On appeal Williams maintains that the federal district court erred in not granting injunctive relief in that it was constitutional error for the state trial judge to deny Williams access to the state court. Petitioner asserts that he alleged the denial of a fundamental right in the state court, to wit, the right to adequate and effective assistance of counsel on appeal. He also alleges the state court cannot deprive him of access to the courts because of his indigency.

The grounds of petitioner's appeal are not clear. First, petitioner is incorrect if he seeks to have this court review whether he stated a proper cause of action in his state court suit against Motley. We do not have jurisdiction to pass on the merits of a claim which was dismissed by the state court or to determine whether a state trial court erred in dismissing a claim for failing to state a cause of action.

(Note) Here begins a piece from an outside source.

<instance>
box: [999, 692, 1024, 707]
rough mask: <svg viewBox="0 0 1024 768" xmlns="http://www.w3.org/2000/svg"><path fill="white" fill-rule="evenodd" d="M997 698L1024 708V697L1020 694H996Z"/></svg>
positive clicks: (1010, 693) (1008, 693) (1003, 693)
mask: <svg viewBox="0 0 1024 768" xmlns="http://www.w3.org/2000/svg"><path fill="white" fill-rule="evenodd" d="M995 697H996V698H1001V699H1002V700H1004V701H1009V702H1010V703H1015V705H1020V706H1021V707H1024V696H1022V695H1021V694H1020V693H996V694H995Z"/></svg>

This is true even though the second state suit against Motley was based on the federal civil rights statutes under sections 1983 and 1985. Federal courts are not courts of review even for federal claims asserted in a state court proceeding. In fact this court must give full faith and credit to the state court judgment. 28 U.S.C. § 1738 (1982); compare University of Tennessee v. Elliott, 478 U.S. 788, 106 S. Ct. 3220, 92 L. Ed. 2d 635 (1986).

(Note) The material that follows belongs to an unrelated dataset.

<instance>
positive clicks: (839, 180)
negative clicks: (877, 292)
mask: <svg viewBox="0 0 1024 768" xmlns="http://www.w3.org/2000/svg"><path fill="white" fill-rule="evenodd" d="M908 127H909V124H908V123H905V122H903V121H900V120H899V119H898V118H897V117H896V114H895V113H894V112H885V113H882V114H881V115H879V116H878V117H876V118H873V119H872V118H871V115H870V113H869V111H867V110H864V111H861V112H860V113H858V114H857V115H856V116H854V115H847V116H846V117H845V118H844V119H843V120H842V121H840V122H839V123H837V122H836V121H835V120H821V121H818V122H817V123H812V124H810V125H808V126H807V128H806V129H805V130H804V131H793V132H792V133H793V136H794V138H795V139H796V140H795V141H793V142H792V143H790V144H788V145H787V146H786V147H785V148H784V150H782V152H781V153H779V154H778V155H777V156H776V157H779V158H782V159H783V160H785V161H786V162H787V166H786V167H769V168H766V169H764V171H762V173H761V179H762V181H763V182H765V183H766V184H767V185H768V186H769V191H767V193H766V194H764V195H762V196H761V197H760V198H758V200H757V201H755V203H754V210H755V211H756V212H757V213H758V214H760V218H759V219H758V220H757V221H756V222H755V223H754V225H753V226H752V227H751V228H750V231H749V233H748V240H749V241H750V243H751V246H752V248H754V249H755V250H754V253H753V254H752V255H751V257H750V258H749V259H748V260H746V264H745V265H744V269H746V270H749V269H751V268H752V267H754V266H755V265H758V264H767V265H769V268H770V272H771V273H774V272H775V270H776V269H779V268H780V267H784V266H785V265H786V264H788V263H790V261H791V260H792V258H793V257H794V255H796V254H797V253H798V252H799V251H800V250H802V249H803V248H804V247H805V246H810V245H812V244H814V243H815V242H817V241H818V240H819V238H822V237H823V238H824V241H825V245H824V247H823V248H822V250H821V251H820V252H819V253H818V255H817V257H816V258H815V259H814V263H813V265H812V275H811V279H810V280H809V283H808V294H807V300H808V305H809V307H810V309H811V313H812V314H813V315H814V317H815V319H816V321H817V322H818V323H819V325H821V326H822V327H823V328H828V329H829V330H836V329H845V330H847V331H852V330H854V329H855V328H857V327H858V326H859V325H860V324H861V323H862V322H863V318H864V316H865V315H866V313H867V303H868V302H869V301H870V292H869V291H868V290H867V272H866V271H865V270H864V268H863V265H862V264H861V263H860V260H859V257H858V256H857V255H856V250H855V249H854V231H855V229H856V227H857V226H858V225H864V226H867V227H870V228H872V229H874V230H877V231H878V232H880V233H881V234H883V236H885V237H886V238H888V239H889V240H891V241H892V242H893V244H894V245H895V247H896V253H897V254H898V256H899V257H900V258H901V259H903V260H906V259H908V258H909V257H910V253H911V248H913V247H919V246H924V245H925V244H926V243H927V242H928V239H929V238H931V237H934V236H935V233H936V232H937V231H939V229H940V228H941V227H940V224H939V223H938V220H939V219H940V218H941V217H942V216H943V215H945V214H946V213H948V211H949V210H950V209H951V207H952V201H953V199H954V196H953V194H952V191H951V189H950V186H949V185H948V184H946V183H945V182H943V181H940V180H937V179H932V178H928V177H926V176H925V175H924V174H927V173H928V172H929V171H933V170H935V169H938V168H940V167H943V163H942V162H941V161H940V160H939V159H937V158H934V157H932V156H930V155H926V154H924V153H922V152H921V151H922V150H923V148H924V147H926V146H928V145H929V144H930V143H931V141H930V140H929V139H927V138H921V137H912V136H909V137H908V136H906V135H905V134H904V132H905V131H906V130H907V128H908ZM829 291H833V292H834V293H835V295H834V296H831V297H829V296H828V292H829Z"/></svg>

Second, Williams seemingly asserts that the state trial court erred in dismissing his claim without his paying a filing fee because he was indigent. We disagree. Under Mo.Rev.Stat. Sec. 514.040 (1978), the State of Missouri gives the state trial court discretion to deny leave to proceed in forma pauperis where the State's interest is in not allowing legally frivolous or malicious litigation to proceed in its courts.1  See State ex. rel. Coats v. Lewis, 689 S.W.2d 800 (Mo.App.1985). This interest is constitutionally paramount to any interest of a plaintiff in pursuing legally frivolous or malicious litigation. See 28 U.S.C. § 1915 (1982); Cameron v. Fogarty, 705 F.2d 676 (2d Cir. 1983); Martin-Trigona v. Stewart, 691 F.2d 856 (8th Cir. 1982); Hogan v. Midland County Com'rs Court, 680 F.2d 1101 (5th Cir. 1982). An in forma pauperis litigant's access to the courts is a matter of privilege, not of right, and should not be used to abuse the process of the courts. Startti v. United States, 415 F.2d 1115 (5th Cir. 1969); cf. Wiggins v. Sargent, 753 F.2d 663, 668 (8th Cir. 1985).2 

After examining the second complaint filed by Williams, Judge McKenzie properly determined that the lawsuit was facially frivolous and that Williams was attempting to abuse the process of the courts. Under section 514.040 the trial court acted within its discretion and no constitutional error may be asserted.

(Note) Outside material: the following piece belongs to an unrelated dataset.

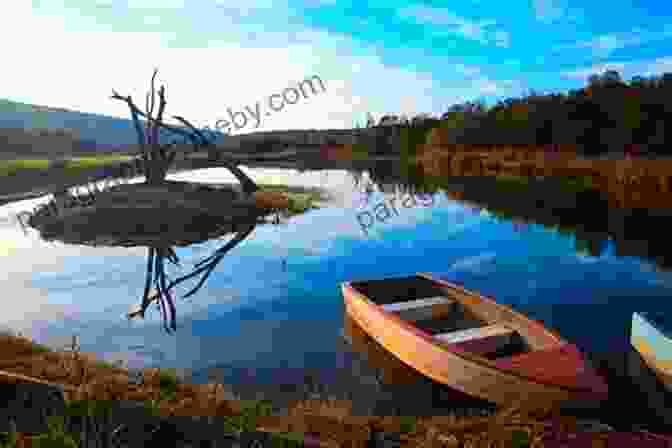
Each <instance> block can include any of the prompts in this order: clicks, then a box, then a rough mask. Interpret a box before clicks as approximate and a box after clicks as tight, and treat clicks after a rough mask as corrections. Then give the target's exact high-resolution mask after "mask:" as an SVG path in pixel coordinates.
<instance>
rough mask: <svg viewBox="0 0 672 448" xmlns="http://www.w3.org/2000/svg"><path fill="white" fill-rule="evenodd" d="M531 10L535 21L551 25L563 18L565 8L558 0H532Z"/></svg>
mask: <svg viewBox="0 0 672 448" xmlns="http://www.w3.org/2000/svg"><path fill="white" fill-rule="evenodd" d="M532 8H533V9H534V15H535V16H536V17H537V20H539V21H541V22H544V23H551V22H554V21H556V20H558V19H561V18H563V17H564V16H565V8H564V6H563V5H562V3H561V2H560V0H532Z"/></svg>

The judgment of the district court is affirmed.

 1

Mo.Rev.Stat. Sec. 514.040 (1978) provides in pertinent part:

If any court shall, before or after the commencement of any suit pending before it, be satisfied that the plaintiff is a poor person, and unable to prosecute his or her suit, and pay the costs and expenses thereof, such court may, in its discretion, permit him or her to commence and prosecute his or her action as a poor person, and thereupon such poor person shall have all necessary process and proceedings as in other cases, without fees, tax or charge; and the court may assign to such person counsel, who, as well as all other officers of the court, shall perform their duties in such suit without fee or reward; but if judgment is entered for the plaintiff, costs shall be recovered, which shall be collected for the use of the officers of the court.

 2

It would be helpful in future cases where a state judicial officer denies an indigent a certificate to proceed in forma pauperis because the court deems the suit to be legally frivolous to specifically state the grounds upon which the certification is denied

If the grounds for denial of the certificate had been set forth in the original order by the state court, the matter would not have required two federal appeals. The bare record on the first appeal to this court provided an inference that the state court was unconstitutionally denying the petitioner to proceed as an indigent.